LSD, je reprends pour les deux du fond.
Certains m'avaient demandé une explication quant à l'écriture sous LSD, cf. ancien article à la page je ne sais quoi... baladez-vous, un peu d'initiative personnelle, que diable.
Fort bien.
J'ai retrouvé dans Mes Documents (je n'ai aucun scrupule à rembourser la piscine de Bill Gates, et même son jacuzzi) un autre poème, qu'OpenOffice a joliment baptisé "Cosmogonie d'étoiles".
Je vous le livre, j'explique après.
Dans cette salle, on projette en boucle le film fait par la mourante.
Phrase exceptionnellement positive, joyeuse, colorée, vivace...
Salle : Espace ordonné, vaste colonie humaine
Boucle : Pagaille presque ordonnée, bordel de cheveux
Film : Vie soudaine et fugace nous échappant encore
Mourante : Puisqu'il nous faut un lit, que la terre demeure
Espace : Cosmogonie d'étoiles, prisonnière de rêves
Vaste : Plus grande que la terre, liberté faite nom
Colonie : Immense fourmilière combattant là sans trève
Humaine : L'humanité du monde, les matins sans renom
Pagaille : Fétus balayés par le vent, espoir de fruit
Ordonnée : Contraire de l'abscisse, soeur jumelle ennemie
Bordel : Puisqu'il faut bien des femmes pour jouir une nuit
Cheveux : Douceur parfois si longue, au parfum de ma mie
Vie : Bourgeon qui se colore un frais matin d'été
Fugace : Papillon éphémère dans la chaude nuitée
Encore : Et qui se réitère jusques à l'infini
Lit : Abrite une rivière chargée de sommeil lourd
Terre : Fruits trop mûrs et qui tombent abrités de bruits sourds
Demeure : Refuge au gré des vents, refusant l'infamie.
Voilà. C'est bô, ça ne veut rien dire, c'est du Yves Bonnefoy en vers, youhouu.

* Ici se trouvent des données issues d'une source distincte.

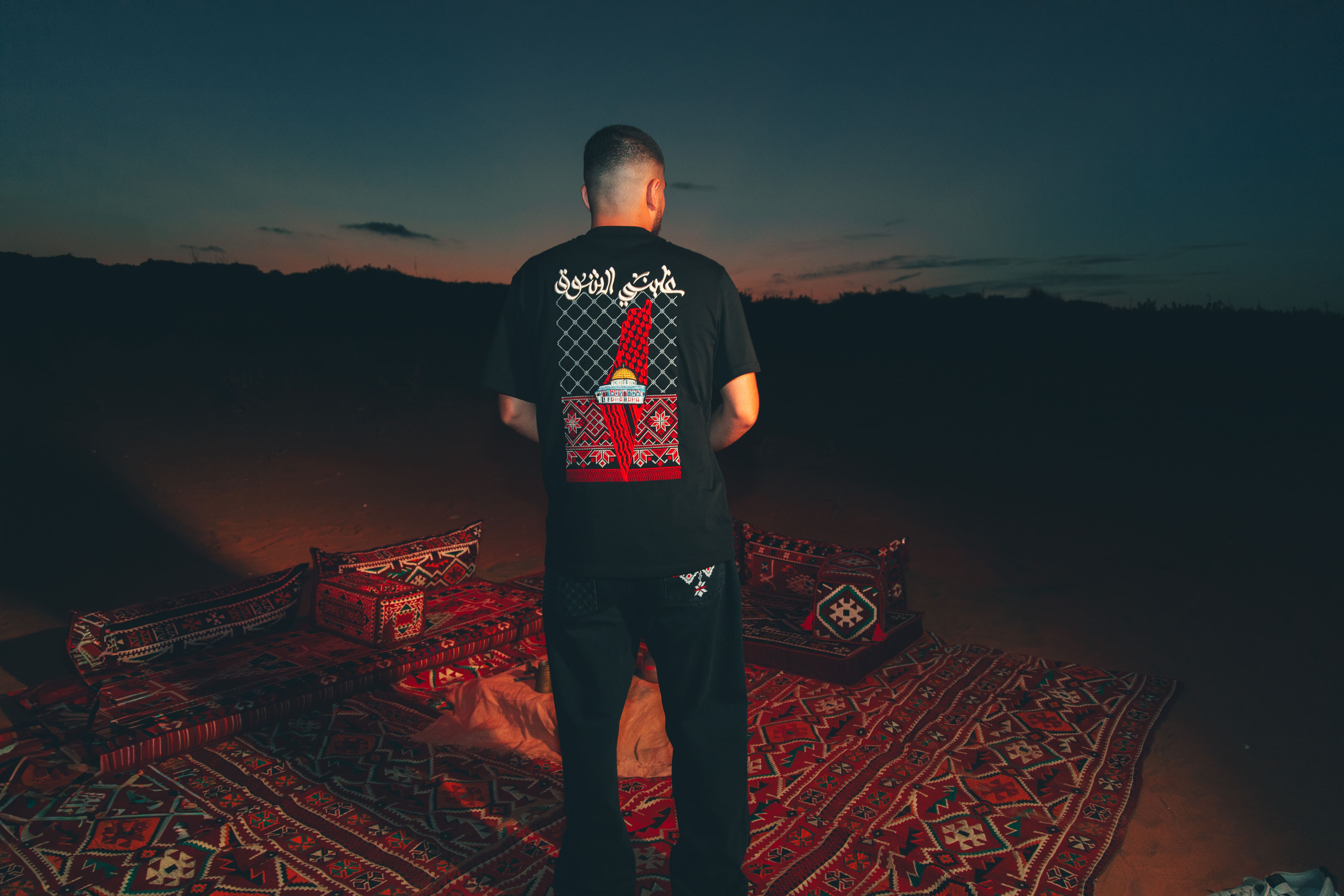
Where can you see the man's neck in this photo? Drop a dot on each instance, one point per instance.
(623, 221)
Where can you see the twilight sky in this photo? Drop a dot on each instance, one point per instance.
(1113, 151)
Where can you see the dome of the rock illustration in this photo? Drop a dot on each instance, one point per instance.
(624, 389)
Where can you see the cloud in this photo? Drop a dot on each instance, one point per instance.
(389, 230)
(1093, 260)
(943, 261)
(909, 263)
(854, 268)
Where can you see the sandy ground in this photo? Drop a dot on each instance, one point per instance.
(115, 498)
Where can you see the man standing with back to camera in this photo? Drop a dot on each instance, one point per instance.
(630, 361)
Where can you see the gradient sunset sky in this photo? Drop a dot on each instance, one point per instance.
(1112, 151)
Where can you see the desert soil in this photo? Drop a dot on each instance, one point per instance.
(122, 495)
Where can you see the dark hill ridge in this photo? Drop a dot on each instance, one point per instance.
(988, 386)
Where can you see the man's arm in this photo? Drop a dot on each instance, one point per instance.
(521, 416)
(732, 420)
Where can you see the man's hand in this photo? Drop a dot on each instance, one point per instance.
(519, 416)
(732, 420)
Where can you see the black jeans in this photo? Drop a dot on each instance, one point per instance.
(693, 627)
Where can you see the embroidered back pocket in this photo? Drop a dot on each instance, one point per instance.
(566, 596)
(695, 589)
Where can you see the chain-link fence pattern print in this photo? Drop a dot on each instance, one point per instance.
(591, 328)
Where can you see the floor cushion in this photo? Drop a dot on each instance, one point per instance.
(104, 641)
(503, 713)
(163, 709)
(784, 566)
(432, 562)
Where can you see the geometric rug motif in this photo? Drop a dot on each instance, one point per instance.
(128, 835)
(951, 770)
(349, 803)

Le principe est simple, on part d'une phrase, n'importe laquelle, poétique ou pas. De toute façon, si vous aimez Francis Ponge, vous avez compris
que tout est poésie et vous êtes heureux. Lalala.
De cette phrase, on extirpe les quatre mots les plus signifiants, ou pas forcément : si vous êtes des petits malins, tentez donc l'exercice avec les mots "dans, on, par, la", et envoyez-moi ça !
De ces quatre mots, donc, arrêtez de me faire perdre le fil, vous composez des alexandrins, un pour chaque mot (ici, si ce n'est pas assez clair, "salle, boucle, film, mourante"). Ces alexandrins ne doivent pas forcément rimer entre eux et n'ont pas nécessairement de rapport entre eux (mais encore une fois, vous pouvez, ça rajoute du piment !).
De ces alexandrins, enfin, on prélève dans chacun d'entre eux quatre mots, again. Le processus recommence : quatre alexandrins, un pour chaque mot, pas forcément de rimes, pas forcément de rapport... l'exercice est infini.